Is An Assisted Living Facility Right For Your Parents?

           The idea of Assisted Living is tremendously appealing – an older individual receiving necessary care and services in a home-like environment, while retaining choice and autonomy. Most Assisted Living facilities are licensed to care for residents only up to a particular need of care.  A generic multi-level system might designate three levels: low, moderate and high.  When a resident has low care needs, the resident may reside at any type of Assisted Living facility.  When the resident’s care needs reach the moderate level, the resident is allowed to reside only at a facility licensed for moderate or high care needs.  When the care needs increase to the high level, the resident is allowed only to reside in a facility licensed for high care needs.  Quality of care standards are set for each level to assure that residents receive care that is adequate to meet their needs.


            Assisted Living, is the fastest growing form of residential housing for older Americans and has filled the space between nursing homes and the residential home.  With the assisted facility, many people enter their Assisted Living homes with the expectation that this will be their home for the rest of their lives.  Also, they develop friendships and relationships with other residents.  Therefore, the facility becomes their primary community. However, momentum toward Assisted Living, should not lead to that Assisted Living is always the right choice, or that any and all health care conditions should be accommodated within Assisted Living.  Because some Assisted Living facilities may increase their acceptance and retention of residents with significant health care needs that they cannot provide sufficient care. Therefore, there must be a balance between two compelling and sometimes competing goals – allowing residents to “age in place” and assuring that residents receive an adequate and appropriate quality of care.


           However, “Assisted Living” has been defined by the State of Maryland. The Maryland definition of an Assisted Living facility is “a residential or facility-based program that provides housing and supportive services, supervision, personalized assistance, health-related services, or a combination thereof that meets the needs of individuals who are unable to perform or who need assistance in performing the activities of daily living or instrumental activities of daily living in a way that promotes optimum dignity and independence for the individuals.” Md.
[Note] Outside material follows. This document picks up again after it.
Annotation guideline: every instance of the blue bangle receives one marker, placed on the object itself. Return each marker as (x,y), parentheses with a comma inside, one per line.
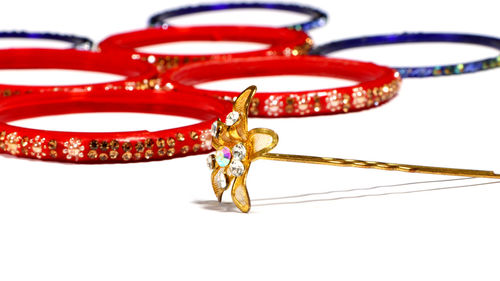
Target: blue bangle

HEALTH-GENERAL Code Ann. § 19-1801.


 But what does this mean?


           The definition does little to specify exactly what level of service is required.  The specifics are limited.  What does optimum dignity mean?  Does the definition mean that staff are awake around the clock?  What staff are awake? What health related services are provided?  Does this mean only assistance with the self-administered medication? The definition intimates that extensive health care is available.  But, in fact, nothing in the definition guarantees any health care beyond self-administration of medication. Therefore, the definition fails to state clearly what services are made available to residents.  Generally, the Assisted Living provider has full freedom to provide extensive, individualized services, but that same freedom allows less conscientious providers to cut corners and force out residents who are considered undesirable for one reason or another.


           Also, the Assisted Living definition is written in an idealized, attractive term, which is vague and practically unenforceable.  Rather than establishing standards directly, the State anticipates, to a great extent that standards will be established through negotiations between a facility and an entering resident However, there is little protection for the residents because, as a practical matter, admission agreements often are not negotiated but presented to incoming residents on a take-it-or-leave-it basis. Additionally, a Report from the General Accounting Office (“GAO”) noted that”[assisted living] contracts had no standard format, varied in detail and usefulness, and in some cases were vague and confusing.”  The GAO subsequently examined agreements in four states, and found one-third of the reviewed agreements contained language that the GAO considered unclear or potentially misleading.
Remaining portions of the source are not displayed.